The error, which indicates how poorly our initial model performed, is calculated by a Loss Function which then implements another algorithm, called Gradient Descent, to calculate the values of the adjustments, or gradients, needed to improve the prediction value toward the expected result and therefore minimize the loss, or the error.
All the adjustments (gradients) are calculated and applied backward from the output layer till the first one and for each neuron of each layer, that is why the overall process is called Backpropagation.

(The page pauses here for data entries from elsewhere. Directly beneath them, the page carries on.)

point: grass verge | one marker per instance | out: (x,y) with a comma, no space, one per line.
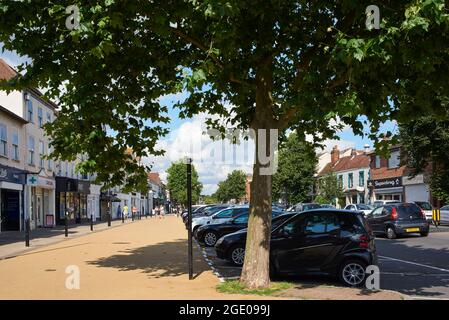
(236,287)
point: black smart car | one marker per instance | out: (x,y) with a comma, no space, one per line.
(209,234)
(397,219)
(323,241)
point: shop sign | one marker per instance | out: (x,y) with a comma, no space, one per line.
(385,183)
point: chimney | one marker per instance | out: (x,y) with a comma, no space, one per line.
(335,155)
(366,147)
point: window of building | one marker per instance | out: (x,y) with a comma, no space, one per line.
(3,140)
(377,160)
(361,178)
(49,161)
(40,117)
(340,181)
(350,180)
(15,145)
(30,111)
(394,160)
(31,150)
(41,154)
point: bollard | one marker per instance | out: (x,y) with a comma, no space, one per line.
(27,232)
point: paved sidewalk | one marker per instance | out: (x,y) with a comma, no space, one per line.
(146,259)
(12,243)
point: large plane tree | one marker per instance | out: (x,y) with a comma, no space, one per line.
(308,66)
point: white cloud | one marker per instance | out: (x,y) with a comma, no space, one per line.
(213,160)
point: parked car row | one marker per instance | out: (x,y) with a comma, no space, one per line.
(222,222)
(321,241)
(318,240)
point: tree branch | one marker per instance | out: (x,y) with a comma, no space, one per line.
(197,43)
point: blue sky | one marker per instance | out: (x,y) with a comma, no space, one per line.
(182,134)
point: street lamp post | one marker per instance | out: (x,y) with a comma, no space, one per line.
(189,212)
(66,227)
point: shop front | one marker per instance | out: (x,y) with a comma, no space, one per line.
(387,189)
(41,197)
(12,181)
(71,199)
(355,195)
(416,189)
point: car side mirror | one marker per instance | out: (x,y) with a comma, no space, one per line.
(280,234)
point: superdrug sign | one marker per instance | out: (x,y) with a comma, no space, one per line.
(385,183)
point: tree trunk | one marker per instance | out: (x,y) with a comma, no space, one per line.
(255,272)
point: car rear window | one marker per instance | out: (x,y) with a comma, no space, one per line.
(409,210)
(424,205)
(311,206)
(353,223)
(363,207)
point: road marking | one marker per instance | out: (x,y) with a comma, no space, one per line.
(415,263)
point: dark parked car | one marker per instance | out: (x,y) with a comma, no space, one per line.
(397,219)
(205,211)
(209,234)
(306,206)
(323,241)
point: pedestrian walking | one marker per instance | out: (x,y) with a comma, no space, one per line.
(125,211)
(162,212)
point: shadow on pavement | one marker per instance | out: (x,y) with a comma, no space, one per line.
(413,279)
(165,259)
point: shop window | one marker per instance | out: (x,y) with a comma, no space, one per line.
(31,150)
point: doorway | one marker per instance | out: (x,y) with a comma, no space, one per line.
(10,210)
(39,211)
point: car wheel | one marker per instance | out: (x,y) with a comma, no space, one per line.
(391,233)
(210,238)
(237,255)
(194,231)
(353,273)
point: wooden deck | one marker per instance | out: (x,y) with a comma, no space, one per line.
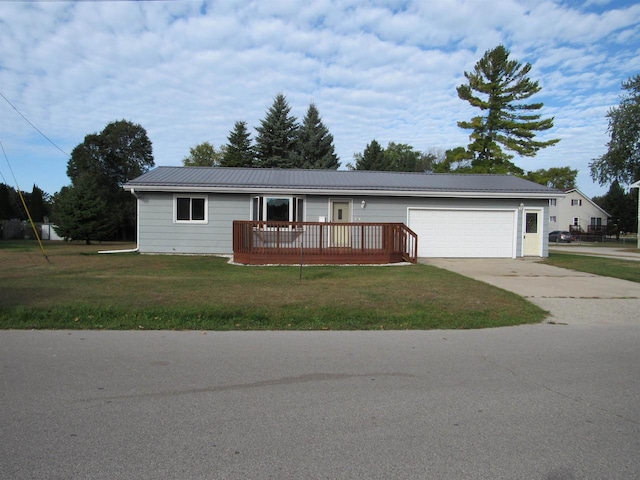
(262,243)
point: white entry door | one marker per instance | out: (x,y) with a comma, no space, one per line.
(341,213)
(532,241)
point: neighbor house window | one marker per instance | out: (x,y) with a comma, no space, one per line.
(278,209)
(190,208)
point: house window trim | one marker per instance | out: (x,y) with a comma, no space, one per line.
(296,203)
(191,197)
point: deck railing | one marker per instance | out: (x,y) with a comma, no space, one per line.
(260,242)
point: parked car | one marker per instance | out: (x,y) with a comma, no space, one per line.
(558,236)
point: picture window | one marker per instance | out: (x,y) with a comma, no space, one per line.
(190,209)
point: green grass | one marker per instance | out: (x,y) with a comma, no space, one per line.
(79,289)
(608,267)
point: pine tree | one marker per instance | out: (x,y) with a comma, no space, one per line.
(372,158)
(239,152)
(497,86)
(315,144)
(277,134)
(203,155)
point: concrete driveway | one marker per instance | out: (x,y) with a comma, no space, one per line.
(570,297)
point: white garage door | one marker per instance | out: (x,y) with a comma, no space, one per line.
(464,233)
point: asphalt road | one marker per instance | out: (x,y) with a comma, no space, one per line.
(549,402)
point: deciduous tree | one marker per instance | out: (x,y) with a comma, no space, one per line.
(82,211)
(121,152)
(621,162)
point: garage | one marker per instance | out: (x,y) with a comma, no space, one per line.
(459,233)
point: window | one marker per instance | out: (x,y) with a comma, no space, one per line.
(190,209)
(278,209)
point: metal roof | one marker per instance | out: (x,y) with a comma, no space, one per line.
(220,179)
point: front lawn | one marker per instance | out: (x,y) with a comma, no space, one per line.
(79,289)
(606,266)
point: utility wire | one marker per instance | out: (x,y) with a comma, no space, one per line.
(36,128)
(24,204)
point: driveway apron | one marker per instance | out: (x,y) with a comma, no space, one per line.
(570,297)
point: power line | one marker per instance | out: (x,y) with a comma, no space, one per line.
(35,128)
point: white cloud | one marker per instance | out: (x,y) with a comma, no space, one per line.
(186,71)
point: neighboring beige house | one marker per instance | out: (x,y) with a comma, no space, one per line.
(577,213)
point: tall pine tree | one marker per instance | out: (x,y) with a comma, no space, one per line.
(239,152)
(497,86)
(372,158)
(277,135)
(315,144)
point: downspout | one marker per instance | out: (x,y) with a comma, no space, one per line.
(131,250)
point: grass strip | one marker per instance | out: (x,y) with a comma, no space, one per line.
(606,266)
(78,289)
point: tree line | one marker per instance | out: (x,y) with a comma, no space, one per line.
(94,206)
(281,142)
(11,207)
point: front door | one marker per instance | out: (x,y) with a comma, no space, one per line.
(532,242)
(341,213)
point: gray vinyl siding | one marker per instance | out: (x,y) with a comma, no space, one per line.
(158,233)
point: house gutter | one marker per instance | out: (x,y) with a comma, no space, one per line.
(130,250)
(332,191)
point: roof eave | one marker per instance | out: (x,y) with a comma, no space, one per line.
(336,191)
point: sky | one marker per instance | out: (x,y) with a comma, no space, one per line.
(186,71)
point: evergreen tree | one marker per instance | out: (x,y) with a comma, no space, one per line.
(238,152)
(203,155)
(622,160)
(497,86)
(560,178)
(400,157)
(372,158)
(277,134)
(315,144)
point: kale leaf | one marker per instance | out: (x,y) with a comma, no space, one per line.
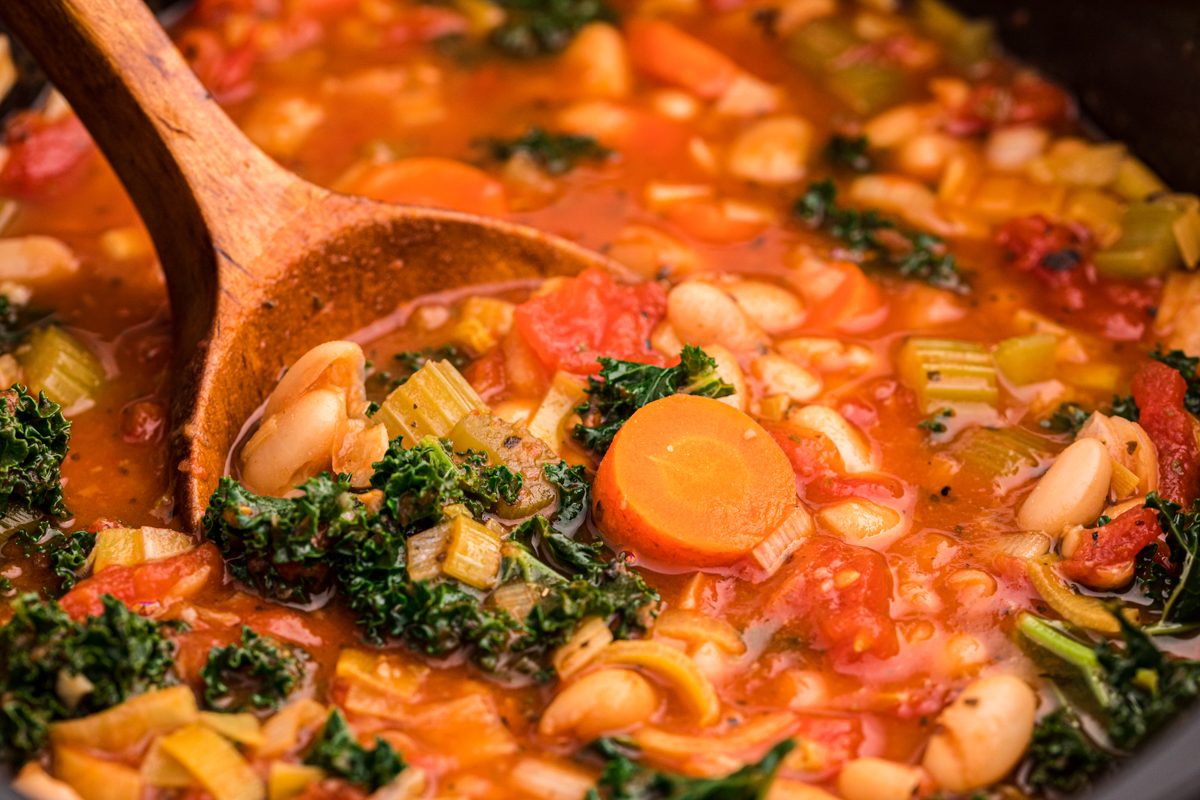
(625,386)
(627,780)
(535,28)
(1061,757)
(258,673)
(339,752)
(913,254)
(555,152)
(34,440)
(112,656)
(850,152)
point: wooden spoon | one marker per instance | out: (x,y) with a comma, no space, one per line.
(261,265)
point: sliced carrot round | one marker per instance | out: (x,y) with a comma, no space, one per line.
(438,182)
(691,482)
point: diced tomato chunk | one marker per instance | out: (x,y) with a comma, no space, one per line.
(42,155)
(1105,559)
(1159,391)
(588,317)
(154,582)
(839,595)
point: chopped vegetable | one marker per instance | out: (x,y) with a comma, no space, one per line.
(555,152)
(625,386)
(112,656)
(258,673)
(340,755)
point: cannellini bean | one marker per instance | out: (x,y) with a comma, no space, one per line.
(984,732)
(877,779)
(293,445)
(600,703)
(774,308)
(856,453)
(337,365)
(28,258)
(1011,149)
(598,62)
(729,371)
(1072,492)
(358,445)
(772,151)
(652,253)
(780,376)
(701,314)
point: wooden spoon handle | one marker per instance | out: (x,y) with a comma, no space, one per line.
(208,196)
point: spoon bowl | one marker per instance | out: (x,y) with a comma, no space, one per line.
(261,264)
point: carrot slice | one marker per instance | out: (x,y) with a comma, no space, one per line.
(664,52)
(438,182)
(690,481)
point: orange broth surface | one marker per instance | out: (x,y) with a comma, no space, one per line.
(339,90)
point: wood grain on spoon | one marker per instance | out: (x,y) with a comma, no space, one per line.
(261,265)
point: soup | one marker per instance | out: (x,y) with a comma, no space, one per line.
(870,474)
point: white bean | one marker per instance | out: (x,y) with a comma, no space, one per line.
(705,314)
(877,779)
(779,376)
(772,151)
(330,365)
(1072,492)
(984,732)
(604,702)
(293,445)
(775,310)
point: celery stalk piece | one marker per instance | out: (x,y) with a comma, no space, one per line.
(948,371)
(1147,245)
(57,364)
(515,447)
(429,404)
(473,554)
(1027,359)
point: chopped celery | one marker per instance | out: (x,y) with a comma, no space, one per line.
(429,404)
(513,446)
(1137,181)
(473,553)
(966,41)
(57,364)
(948,371)
(1147,245)
(1027,359)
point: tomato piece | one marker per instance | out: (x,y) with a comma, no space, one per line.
(437,182)
(1109,553)
(42,155)
(839,595)
(150,583)
(1159,391)
(588,317)
(664,52)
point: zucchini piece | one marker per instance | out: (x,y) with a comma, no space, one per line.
(1027,359)
(57,364)
(515,447)
(948,371)
(429,404)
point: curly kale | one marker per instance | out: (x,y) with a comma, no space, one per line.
(112,656)
(913,254)
(258,673)
(34,440)
(340,755)
(555,152)
(535,28)
(1061,757)
(625,386)
(1138,687)
(627,780)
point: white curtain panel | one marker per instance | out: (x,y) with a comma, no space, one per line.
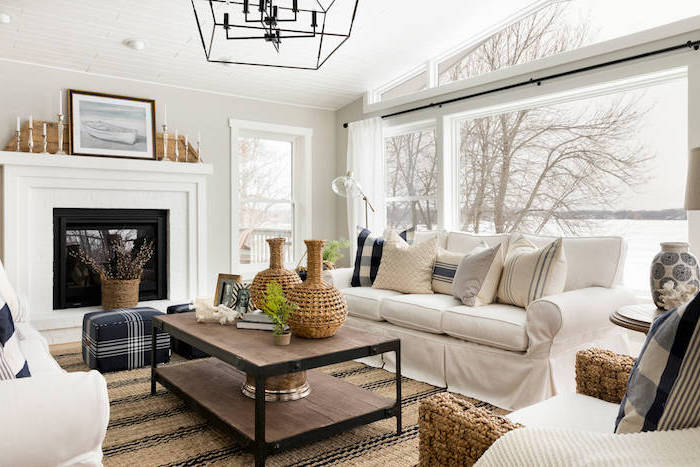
(366,161)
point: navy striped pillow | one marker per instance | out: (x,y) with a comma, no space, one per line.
(663,392)
(369,255)
(12,362)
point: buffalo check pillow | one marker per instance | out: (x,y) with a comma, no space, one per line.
(13,364)
(663,391)
(369,254)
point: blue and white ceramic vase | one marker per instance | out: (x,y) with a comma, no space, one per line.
(676,264)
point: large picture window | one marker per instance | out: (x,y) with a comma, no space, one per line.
(608,165)
(411,179)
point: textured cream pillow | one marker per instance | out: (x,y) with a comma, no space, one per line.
(406,268)
(530,272)
(476,280)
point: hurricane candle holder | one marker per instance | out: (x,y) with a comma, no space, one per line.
(31,139)
(60,150)
(165,142)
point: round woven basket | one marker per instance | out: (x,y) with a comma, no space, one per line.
(322,308)
(119,293)
(284,277)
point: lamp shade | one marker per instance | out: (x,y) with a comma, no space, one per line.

All the process is repeated for each training image in input and all the weight values are regulated slightly up or slightly down, as indicated by the Loss function and Gradient descent algorithm, to improve the prediction each time. The training will stop when the network reaches a solid level of prediction quality and all the training images are correctly classified.
The network is than tested on new images of the same object, to validate if the learned model is solid enough to be able to correctly classify objects in images that have never seen before.
Convolutional Neural Networks are not the only type of artificial network of course, but I’ve used them for my overview as they are implemented in the majority of the Deep Learning use cases of today. Their limits, besides the ones I’ve mentioned in my previous post, derives by their specific ability to deal with images. Convolutional Networks only capture local “spatial” patterns in data and if the data cannot be made to look like an image, they are less useful.
But other things can be represented as images, like for example an audio track can be broken into time steps and fed into a Convolutional network like a long sequence of frequencies waves bitmaps. Every bitmap could represent the wave form of the audio of a letter which combined with other in the right sequence, will produce a word which can then be combined in sentences and so on…that is why Convolutional Networks are also heavily used in Speech Recognition and Natural Language Processing use cases.
So, even considering their limits, Convolutional Networks are extremely powerful and are implemented in a vast spectrum of use cases…and when we’ll be able to take talking selfies, not only they will be able to recognize the faces, but also recognize who, among millions, shouted “Arrivederci !”.